Once or twice the government has sent me a follow-up letter asking me to clarify a line on my return or send another check. I send them another check. Because I do not want to go to prison.

And even though I don't itemize anymore, I still do most of the work of itemizing, just to check if we can't do better than the standard deduction. (Were I more aggressive with deductions--there are expenses I've never claimed that I believe I could--maybe we could get a small check back.) But that would require more work and might result in one of those "uncommon situations" of which I am leery.

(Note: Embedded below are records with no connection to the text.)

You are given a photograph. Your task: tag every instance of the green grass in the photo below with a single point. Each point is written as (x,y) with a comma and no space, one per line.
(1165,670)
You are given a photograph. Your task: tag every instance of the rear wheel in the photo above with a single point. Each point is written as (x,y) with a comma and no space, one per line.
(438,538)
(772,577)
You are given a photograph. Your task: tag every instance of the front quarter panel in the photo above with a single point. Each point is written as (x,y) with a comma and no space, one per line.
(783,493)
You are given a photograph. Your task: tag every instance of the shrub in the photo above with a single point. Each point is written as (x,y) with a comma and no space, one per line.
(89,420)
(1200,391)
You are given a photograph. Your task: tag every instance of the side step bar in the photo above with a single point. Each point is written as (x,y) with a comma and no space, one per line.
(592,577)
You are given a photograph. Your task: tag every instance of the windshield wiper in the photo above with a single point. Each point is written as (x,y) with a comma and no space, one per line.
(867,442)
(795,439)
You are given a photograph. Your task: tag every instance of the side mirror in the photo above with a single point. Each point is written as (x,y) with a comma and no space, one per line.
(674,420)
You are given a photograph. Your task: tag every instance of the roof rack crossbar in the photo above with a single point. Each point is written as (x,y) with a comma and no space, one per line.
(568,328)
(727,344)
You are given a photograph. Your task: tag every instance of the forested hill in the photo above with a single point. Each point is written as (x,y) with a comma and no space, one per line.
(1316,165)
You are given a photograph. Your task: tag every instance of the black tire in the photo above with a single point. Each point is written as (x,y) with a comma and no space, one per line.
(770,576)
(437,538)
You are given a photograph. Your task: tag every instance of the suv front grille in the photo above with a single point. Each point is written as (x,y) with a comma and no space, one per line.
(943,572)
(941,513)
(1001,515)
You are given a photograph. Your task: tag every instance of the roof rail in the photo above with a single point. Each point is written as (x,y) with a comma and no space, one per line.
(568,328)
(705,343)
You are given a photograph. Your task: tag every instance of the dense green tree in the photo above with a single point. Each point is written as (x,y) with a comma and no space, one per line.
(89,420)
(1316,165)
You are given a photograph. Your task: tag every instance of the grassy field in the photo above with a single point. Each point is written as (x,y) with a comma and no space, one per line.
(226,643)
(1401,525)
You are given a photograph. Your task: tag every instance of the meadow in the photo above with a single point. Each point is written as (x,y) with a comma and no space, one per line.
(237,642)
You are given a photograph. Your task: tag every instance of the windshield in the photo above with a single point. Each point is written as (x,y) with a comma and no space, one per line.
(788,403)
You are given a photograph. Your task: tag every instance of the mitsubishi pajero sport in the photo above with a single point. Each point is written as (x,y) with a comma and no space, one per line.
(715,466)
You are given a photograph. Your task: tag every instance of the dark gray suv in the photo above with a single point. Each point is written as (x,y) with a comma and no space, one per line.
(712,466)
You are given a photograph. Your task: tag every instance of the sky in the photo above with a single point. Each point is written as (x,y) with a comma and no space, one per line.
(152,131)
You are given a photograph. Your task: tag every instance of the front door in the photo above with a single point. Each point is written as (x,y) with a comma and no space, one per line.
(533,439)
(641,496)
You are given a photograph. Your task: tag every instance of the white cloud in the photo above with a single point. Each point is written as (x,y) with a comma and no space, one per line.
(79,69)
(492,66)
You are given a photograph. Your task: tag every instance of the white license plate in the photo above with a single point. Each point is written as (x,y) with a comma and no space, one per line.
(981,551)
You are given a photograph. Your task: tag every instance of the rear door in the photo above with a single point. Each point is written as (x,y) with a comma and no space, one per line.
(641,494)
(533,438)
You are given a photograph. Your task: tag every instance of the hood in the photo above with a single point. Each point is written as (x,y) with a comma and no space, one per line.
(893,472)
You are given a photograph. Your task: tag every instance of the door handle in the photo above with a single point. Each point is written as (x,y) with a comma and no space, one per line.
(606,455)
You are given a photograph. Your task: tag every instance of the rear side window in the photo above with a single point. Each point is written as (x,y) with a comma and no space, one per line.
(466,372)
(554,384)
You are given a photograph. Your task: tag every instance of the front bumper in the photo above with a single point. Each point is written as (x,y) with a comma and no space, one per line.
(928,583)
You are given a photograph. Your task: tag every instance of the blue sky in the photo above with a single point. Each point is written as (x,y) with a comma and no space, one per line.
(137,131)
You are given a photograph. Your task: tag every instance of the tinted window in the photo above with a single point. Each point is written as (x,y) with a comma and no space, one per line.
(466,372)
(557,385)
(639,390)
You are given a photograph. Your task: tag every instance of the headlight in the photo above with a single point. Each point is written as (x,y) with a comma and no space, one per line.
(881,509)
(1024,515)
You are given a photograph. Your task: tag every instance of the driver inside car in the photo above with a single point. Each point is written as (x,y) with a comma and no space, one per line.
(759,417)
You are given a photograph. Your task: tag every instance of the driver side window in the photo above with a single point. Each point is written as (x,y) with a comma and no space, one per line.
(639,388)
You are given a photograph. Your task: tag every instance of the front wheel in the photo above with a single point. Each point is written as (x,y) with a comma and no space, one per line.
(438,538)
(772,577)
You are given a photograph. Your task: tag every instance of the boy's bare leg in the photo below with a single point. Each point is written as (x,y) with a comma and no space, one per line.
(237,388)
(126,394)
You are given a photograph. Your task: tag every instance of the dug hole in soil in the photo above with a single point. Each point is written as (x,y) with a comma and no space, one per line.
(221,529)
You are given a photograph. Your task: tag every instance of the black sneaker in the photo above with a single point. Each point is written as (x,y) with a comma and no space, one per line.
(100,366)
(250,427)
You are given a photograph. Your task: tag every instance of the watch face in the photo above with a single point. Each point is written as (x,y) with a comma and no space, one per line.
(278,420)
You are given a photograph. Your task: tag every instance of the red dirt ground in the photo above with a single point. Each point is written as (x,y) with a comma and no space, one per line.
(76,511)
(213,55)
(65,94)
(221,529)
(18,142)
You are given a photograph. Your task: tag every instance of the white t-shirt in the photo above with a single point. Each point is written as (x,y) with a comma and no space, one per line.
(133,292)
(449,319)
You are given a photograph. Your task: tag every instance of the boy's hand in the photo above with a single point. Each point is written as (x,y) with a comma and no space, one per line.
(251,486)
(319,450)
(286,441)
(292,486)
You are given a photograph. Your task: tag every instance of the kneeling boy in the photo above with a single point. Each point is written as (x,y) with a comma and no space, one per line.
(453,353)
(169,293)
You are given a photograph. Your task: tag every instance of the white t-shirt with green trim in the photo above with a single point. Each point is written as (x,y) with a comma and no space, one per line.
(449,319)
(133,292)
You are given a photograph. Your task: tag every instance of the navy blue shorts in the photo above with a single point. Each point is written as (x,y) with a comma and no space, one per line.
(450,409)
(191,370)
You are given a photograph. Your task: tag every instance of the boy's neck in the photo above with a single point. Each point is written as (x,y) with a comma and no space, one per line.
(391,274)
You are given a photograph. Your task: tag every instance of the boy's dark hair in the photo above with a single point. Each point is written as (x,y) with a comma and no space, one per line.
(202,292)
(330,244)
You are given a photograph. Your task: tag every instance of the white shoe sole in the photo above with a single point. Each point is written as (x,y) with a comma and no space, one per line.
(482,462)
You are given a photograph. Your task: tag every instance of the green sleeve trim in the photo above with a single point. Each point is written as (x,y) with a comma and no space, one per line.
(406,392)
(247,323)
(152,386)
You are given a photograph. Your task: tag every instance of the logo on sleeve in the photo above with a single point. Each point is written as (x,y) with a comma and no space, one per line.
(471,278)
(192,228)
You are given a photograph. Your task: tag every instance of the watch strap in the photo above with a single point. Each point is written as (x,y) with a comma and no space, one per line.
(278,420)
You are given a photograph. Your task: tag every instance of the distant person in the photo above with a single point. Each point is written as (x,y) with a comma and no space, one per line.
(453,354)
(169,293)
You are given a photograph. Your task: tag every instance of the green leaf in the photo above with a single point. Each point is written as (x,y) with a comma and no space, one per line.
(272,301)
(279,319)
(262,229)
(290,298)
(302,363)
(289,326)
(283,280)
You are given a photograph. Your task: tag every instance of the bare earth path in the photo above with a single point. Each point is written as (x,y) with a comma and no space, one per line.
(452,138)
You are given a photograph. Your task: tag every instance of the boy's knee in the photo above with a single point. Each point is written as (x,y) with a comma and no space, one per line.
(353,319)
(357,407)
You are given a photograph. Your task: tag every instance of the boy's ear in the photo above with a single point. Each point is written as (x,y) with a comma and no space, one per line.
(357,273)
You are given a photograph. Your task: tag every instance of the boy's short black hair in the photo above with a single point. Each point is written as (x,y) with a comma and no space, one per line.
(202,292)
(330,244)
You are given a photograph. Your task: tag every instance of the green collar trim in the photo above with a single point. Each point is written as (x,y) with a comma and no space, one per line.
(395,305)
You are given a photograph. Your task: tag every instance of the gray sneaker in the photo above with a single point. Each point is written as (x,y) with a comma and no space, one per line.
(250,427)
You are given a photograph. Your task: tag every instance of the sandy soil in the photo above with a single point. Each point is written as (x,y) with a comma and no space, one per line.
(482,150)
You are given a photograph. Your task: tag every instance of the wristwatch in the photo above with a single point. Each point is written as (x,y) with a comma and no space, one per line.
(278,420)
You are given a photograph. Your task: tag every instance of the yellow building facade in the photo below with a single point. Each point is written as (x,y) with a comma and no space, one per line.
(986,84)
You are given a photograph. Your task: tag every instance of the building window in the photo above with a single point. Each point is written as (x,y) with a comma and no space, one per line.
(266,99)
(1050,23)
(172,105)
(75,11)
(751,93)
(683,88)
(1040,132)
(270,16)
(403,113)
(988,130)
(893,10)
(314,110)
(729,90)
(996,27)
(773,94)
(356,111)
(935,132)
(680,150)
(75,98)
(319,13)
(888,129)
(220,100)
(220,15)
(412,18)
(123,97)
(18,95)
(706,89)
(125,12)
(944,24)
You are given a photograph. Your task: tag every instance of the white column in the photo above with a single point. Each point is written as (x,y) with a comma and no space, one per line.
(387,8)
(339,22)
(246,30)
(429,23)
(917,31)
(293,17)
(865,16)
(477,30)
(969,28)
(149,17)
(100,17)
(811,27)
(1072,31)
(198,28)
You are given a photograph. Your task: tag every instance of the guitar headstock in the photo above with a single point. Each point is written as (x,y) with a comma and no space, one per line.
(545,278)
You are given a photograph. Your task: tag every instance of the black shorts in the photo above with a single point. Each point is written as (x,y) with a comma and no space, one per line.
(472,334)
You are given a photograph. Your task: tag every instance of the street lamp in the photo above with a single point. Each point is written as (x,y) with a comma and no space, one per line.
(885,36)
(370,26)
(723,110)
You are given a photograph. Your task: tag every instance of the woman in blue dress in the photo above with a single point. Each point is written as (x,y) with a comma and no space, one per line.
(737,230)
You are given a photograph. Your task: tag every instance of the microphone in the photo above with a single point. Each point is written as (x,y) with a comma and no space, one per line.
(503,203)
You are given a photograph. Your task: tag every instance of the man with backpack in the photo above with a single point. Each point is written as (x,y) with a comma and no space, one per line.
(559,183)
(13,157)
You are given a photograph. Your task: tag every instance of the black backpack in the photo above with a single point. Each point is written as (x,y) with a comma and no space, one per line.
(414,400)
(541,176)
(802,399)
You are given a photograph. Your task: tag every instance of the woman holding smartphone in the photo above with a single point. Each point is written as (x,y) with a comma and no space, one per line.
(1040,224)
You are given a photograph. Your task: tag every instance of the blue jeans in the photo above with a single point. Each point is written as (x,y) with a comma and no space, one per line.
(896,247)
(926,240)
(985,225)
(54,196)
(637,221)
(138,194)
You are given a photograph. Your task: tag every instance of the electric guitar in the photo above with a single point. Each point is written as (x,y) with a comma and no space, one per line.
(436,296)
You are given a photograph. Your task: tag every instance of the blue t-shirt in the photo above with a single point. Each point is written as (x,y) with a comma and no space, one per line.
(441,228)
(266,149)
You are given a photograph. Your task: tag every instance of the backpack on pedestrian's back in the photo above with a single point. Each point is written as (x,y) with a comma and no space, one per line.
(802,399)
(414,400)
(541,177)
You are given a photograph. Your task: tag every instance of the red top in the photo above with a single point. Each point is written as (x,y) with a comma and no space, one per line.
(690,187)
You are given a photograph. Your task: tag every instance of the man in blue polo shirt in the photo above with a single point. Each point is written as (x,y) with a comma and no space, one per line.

I think the key to relaxing about taxes is to set low expectations. We are fortunate in that we always write a check to the government; I haven't received a federal tax refund in more than 30 years. Which means I have not floated my often profligate Uncle Sam a loan. He gets his money on April 15; until then I let it draw interest. I always manage to overestimate the amount on the check we have to write.

I might overpay, but I don't mind. While there are plenty of anecdotal examples of overreach and inefficiency, for the most part the U.S. government--comprised of our friends and neighbors--provides pretty good service.

Some Ayn Rand acolytes' heads are exploding about now. We're supposed to loathe our government, especially its tax collection arm. But while I have a healthy fear of the IRS, the federal government needs money, and we need an agency empowered to collect the taxes owed under law. It's not the IRS that levies these taxes; they just work there.

The reason so many of us believe government is the enemy is because we've been told that, usually by people who have a fiduciary interest in seeing government enfeebled. My biggest complaint is not that federal taxes are illegitimate or excessive, but that the wealthiest rarely pay their fair share.

Like Pierce Butler, South Carolina's delegate to the constitutional convention, I feel taxes are "distinguished marks of sovereignty." I'm not happy to do them, but I'm happy to be done.